川島の心当たり
この作品は、フィクションです。作品に登場する人物名・団体名・その他名称などは架空であり、実在する人物・団体・その他名称などとは一切関係ありません。
「エジマさん!なんか持ってきた。」
スカルノが走ってくる。
「カントクが、なんか持ってきた!」
次いで見えてきた川島を見て、絵島はぎょっとした。しばらく戻ってこないから、様子を見に行こうとしていた矢先のことだった。
「捕まえてしまった。」
時折、逃げ出そうともがいている灰色の何かを見て、それを虫でも捕まえてきたように掴んで見せてくる川島を見て、絵島は、こいつは完全に変わった奴だ、という評価を川島に下した。
「どうするんだ、それ。」
と聞くと、川島は明るく、
「あてがあるんだ。
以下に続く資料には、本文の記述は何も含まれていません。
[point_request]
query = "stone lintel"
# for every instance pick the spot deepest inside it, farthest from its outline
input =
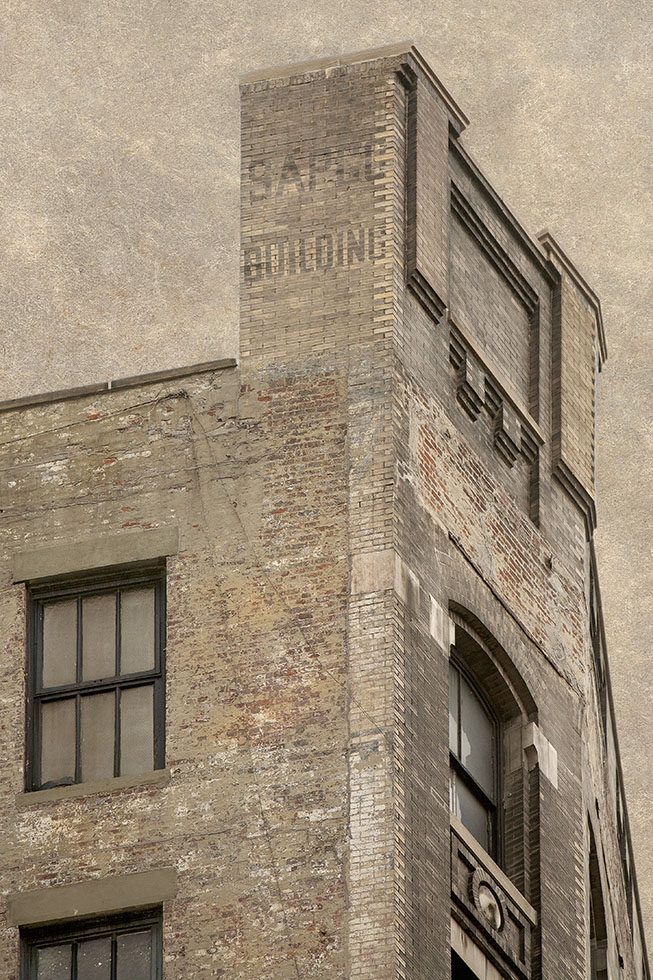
(403, 49)
(103, 551)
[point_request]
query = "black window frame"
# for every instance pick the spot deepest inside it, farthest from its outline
(82, 587)
(34, 937)
(493, 807)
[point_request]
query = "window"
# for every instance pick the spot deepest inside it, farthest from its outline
(459, 970)
(96, 683)
(117, 949)
(473, 774)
乗せて行ってもらえないか。これでは運転できないから。」
「そんな産廃、運んだことはないが。マニフェストはいるのか?」
「口約束だけど、大丈夫。委託契約がなくても、大丈夫な処分場だから。絵島さんも知っているところだ。きっと、たぶん。」
「俺の知っているところ?まあいい。後ろに乗ってくれ。助手席はイヤだ。」
分かったよ、と川島はスカルノを見て、
「留守番を頼めるかな。ここではもう、悪いことは起きない。」
「わかったよ、カントク。」
外国映画でよく見る、パトカーに容疑者を押し込んで乗せるような形で、灰色と共に、後部座席に乗り込むと、運転席の絵島に、行先を告げた。
少し驚いた後、何か納得した様子で、絵島はアクセルを踏んだ。